Many providers have written off social media because of its novelty (inability to understand the technology), lack of security (fear of the HIPAA police) and transparency (fear of revealing skeletons in the closet). However, the affability and transparency of one’s practice rarely goes unnoticed by the patient consumer. 

 

Newer generations of patient consumers will demand full disclosure and transparency demonstrated by their willingness to share their most personal thoughts on social media. Will the radiologist be willing to reciprocate this level of transparency? Are we comfortable to engage patients on their terms?

 

Ability

The ability of a healthcare provider was traditionally the benchmark that distinguished practices. Ability has taken a back seat to availability and affability. However, practices can highlight and amplify their abilities through social media. We have seen providers jump into the social media maelstrom by Tweeting surgeries with video. My contention is making healthcare digitally accessible will inflate the perception of ability in patients’ eyes.

 

Getting in the game

What steps should a radiology practice take to plug into the social media machine?

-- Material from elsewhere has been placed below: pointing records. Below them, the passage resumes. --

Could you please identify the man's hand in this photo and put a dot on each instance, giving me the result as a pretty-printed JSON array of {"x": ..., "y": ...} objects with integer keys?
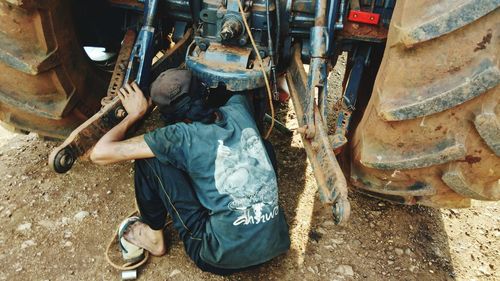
[
  {"x": 111, "y": 147},
  {"x": 134, "y": 101}
]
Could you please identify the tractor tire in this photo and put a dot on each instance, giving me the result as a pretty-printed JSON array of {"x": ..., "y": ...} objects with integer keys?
[
  {"x": 430, "y": 133},
  {"x": 48, "y": 85}
]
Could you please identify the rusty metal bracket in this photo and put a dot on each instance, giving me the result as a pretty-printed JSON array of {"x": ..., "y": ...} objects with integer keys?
[
  {"x": 331, "y": 181},
  {"x": 83, "y": 138}
]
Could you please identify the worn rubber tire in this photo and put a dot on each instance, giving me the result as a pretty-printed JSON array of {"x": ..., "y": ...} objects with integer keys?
[
  {"x": 48, "y": 85},
  {"x": 431, "y": 131}
]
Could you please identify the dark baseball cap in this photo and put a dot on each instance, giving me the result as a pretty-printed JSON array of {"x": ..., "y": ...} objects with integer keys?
[{"x": 169, "y": 86}]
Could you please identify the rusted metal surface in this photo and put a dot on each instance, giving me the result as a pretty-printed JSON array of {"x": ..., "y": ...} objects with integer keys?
[
  {"x": 83, "y": 138},
  {"x": 47, "y": 84},
  {"x": 226, "y": 64},
  {"x": 417, "y": 141},
  {"x": 363, "y": 32},
  {"x": 130, "y": 4},
  {"x": 331, "y": 182}
]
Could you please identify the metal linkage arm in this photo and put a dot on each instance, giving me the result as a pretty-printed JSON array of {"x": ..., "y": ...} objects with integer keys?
[
  {"x": 331, "y": 182},
  {"x": 139, "y": 66}
]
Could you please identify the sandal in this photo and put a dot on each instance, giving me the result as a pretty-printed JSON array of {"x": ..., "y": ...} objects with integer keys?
[{"x": 130, "y": 252}]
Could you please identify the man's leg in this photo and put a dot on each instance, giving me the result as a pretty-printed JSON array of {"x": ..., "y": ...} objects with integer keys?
[{"x": 162, "y": 189}]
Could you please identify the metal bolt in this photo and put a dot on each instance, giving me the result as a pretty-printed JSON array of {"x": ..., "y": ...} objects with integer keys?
[
  {"x": 129, "y": 274},
  {"x": 314, "y": 145}
]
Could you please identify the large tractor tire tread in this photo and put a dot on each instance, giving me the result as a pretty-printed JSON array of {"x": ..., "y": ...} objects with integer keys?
[
  {"x": 430, "y": 133},
  {"x": 427, "y": 20},
  {"x": 48, "y": 84},
  {"x": 488, "y": 127}
]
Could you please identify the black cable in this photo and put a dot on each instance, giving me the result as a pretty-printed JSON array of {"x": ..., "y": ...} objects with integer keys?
[
  {"x": 278, "y": 28},
  {"x": 271, "y": 52}
]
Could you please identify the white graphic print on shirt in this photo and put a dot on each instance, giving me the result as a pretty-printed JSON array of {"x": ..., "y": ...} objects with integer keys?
[{"x": 245, "y": 173}]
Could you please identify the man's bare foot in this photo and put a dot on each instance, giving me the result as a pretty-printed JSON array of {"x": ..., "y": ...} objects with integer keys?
[{"x": 140, "y": 234}]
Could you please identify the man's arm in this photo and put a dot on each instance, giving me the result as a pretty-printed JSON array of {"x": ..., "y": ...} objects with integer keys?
[{"x": 112, "y": 147}]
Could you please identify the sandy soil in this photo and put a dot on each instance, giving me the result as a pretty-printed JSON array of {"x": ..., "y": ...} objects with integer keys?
[{"x": 56, "y": 227}]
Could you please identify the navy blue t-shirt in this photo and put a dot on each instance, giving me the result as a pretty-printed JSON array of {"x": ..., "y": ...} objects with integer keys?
[{"x": 234, "y": 179}]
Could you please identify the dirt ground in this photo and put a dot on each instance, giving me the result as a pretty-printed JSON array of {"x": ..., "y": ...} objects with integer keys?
[{"x": 56, "y": 227}]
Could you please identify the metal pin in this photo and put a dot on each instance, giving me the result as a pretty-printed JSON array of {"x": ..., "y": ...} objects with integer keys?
[{"x": 129, "y": 275}]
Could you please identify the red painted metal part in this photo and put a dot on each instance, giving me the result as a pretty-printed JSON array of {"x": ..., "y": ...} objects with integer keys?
[{"x": 364, "y": 17}]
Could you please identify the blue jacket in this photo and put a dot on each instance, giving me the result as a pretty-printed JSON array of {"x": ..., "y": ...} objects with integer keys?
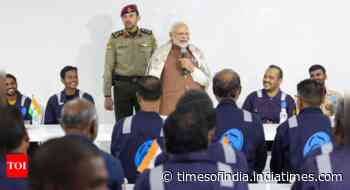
[
  {"x": 203, "y": 171},
  {"x": 334, "y": 162},
  {"x": 56, "y": 102},
  {"x": 136, "y": 141},
  {"x": 297, "y": 138},
  {"x": 244, "y": 131},
  {"x": 218, "y": 152},
  {"x": 268, "y": 108},
  {"x": 23, "y": 105}
]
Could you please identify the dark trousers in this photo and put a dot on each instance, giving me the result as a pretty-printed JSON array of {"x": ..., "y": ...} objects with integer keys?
[{"x": 125, "y": 100}]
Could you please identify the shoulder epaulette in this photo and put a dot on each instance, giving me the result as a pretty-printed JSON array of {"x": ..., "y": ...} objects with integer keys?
[
  {"x": 117, "y": 33},
  {"x": 146, "y": 31}
]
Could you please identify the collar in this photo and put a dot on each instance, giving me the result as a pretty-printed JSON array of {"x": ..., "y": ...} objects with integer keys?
[
  {"x": 311, "y": 110},
  {"x": 276, "y": 96},
  {"x": 126, "y": 34},
  {"x": 63, "y": 93},
  {"x": 228, "y": 101}
]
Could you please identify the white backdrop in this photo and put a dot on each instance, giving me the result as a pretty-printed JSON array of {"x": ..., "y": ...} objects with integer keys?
[{"x": 39, "y": 37}]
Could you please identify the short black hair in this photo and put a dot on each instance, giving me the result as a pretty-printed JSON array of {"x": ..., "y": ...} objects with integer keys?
[
  {"x": 317, "y": 67},
  {"x": 186, "y": 129},
  {"x": 12, "y": 129},
  {"x": 226, "y": 83},
  {"x": 8, "y": 75},
  {"x": 55, "y": 162},
  {"x": 66, "y": 69},
  {"x": 311, "y": 91},
  {"x": 279, "y": 70},
  {"x": 149, "y": 87}
]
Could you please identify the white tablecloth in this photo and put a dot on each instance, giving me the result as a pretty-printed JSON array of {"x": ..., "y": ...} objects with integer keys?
[{"x": 44, "y": 132}]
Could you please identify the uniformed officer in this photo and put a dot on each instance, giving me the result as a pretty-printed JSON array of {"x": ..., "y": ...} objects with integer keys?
[
  {"x": 137, "y": 139},
  {"x": 16, "y": 99},
  {"x": 300, "y": 135},
  {"x": 271, "y": 103},
  {"x": 236, "y": 127},
  {"x": 79, "y": 121},
  {"x": 217, "y": 151},
  {"x": 187, "y": 132},
  {"x": 69, "y": 78},
  {"x": 127, "y": 55},
  {"x": 334, "y": 162},
  {"x": 318, "y": 73}
]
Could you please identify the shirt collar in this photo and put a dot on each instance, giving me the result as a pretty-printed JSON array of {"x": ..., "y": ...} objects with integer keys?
[
  {"x": 311, "y": 110},
  {"x": 228, "y": 101}
]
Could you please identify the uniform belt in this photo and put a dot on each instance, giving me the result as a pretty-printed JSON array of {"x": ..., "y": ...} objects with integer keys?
[{"x": 122, "y": 78}]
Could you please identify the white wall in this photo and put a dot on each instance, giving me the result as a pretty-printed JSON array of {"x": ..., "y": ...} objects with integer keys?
[{"x": 39, "y": 37}]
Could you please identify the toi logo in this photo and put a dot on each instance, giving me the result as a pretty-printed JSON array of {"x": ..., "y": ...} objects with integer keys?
[{"x": 17, "y": 165}]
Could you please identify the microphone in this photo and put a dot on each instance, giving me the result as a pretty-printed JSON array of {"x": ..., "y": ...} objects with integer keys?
[{"x": 183, "y": 54}]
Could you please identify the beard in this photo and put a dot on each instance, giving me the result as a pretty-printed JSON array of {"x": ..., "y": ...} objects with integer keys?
[
  {"x": 11, "y": 92},
  {"x": 180, "y": 44}
]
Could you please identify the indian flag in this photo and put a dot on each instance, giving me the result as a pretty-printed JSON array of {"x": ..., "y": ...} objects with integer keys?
[{"x": 34, "y": 109}]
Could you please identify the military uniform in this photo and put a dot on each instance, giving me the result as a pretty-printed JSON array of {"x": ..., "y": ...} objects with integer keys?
[
  {"x": 23, "y": 105},
  {"x": 136, "y": 141},
  {"x": 243, "y": 131},
  {"x": 271, "y": 109},
  {"x": 127, "y": 57},
  {"x": 56, "y": 102},
  {"x": 297, "y": 138}
]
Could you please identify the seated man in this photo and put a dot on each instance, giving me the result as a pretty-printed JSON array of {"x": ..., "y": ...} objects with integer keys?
[
  {"x": 237, "y": 127},
  {"x": 333, "y": 161},
  {"x": 3, "y": 101},
  {"x": 187, "y": 132},
  {"x": 300, "y": 135},
  {"x": 13, "y": 140},
  {"x": 69, "y": 78},
  {"x": 16, "y": 99},
  {"x": 328, "y": 106},
  {"x": 136, "y": 140},
  {"x": 79, "y": 120},
  {"x": 271, "y": 104},
  {"x": 67, "y": 163}
]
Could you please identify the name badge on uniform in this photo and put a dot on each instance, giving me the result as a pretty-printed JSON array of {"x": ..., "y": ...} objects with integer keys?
[
  {"x": 146, "y": 155},
  {"x": 233, "y": 137},
  {"x": 24, "y": 111}
]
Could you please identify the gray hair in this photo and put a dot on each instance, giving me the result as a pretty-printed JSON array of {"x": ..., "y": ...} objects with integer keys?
[
  {"x": 78, "y": 119},
  {"x": 176, "y": 25}
]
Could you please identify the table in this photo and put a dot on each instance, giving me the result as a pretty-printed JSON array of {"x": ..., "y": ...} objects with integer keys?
[{"x": 42, "y": 133}]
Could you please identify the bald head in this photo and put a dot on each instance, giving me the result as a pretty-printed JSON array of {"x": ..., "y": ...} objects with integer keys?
[
  {"x": 79, "y": 116},
  {"x": 226, "y": 84}
]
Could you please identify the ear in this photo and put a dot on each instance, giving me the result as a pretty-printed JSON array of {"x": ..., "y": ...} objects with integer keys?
[{"x": 93, "y": 130}]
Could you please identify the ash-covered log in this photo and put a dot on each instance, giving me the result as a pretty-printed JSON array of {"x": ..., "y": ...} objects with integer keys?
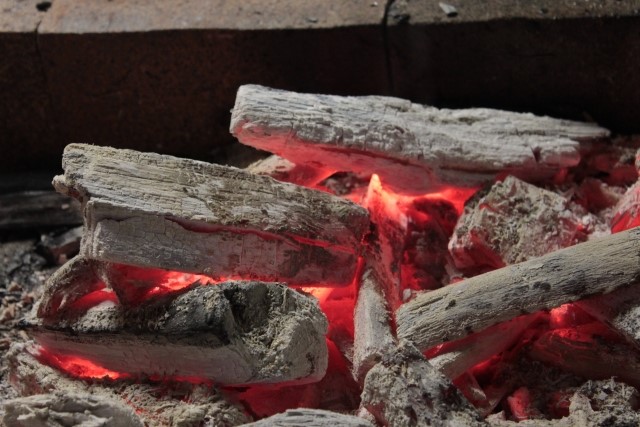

Success or failure will depend on: a willingness to connect to the patient consumer in non-traditional ways; a strategic plan; and dedicated personnel. 

 

Determine Your Objectives

  • Identify the customers you want to engage (e.g. physicians, patients, employees)
  • Offer transparent customer service
  • Build upon and enhance your brand recognition
  • Increase local, regional and national exposure

Know Your Target Market

  • Make a list of 5-10 target markets
  • Continue to reassess your targets and adjust accordingly
  • Offer various platforms for different markets and various campaigns for different users

Follow Your Competition

  • Develop a competitive analysis profile
  • Go to competitors’ websites and follow their links
  • Login to sites like Facebook and LinkedIn and search for competitors’ profiles

Craft Your Message

  • Deliver content that is timely, engaging, entertaining, thought-provoking and educational
  • Think outside the box
  • Understand social media etiquette

We owe it to our patient consumers to adopt social media. This will undoubtedly help them feel more informed about their health and redefine the “Face of Radiology.”

 

Safwan Halabi, MD, is director of imaging informatics at Henry Ford Hospital. He is an active member of the Society for Imaging Informatics in Medicine (SIIM).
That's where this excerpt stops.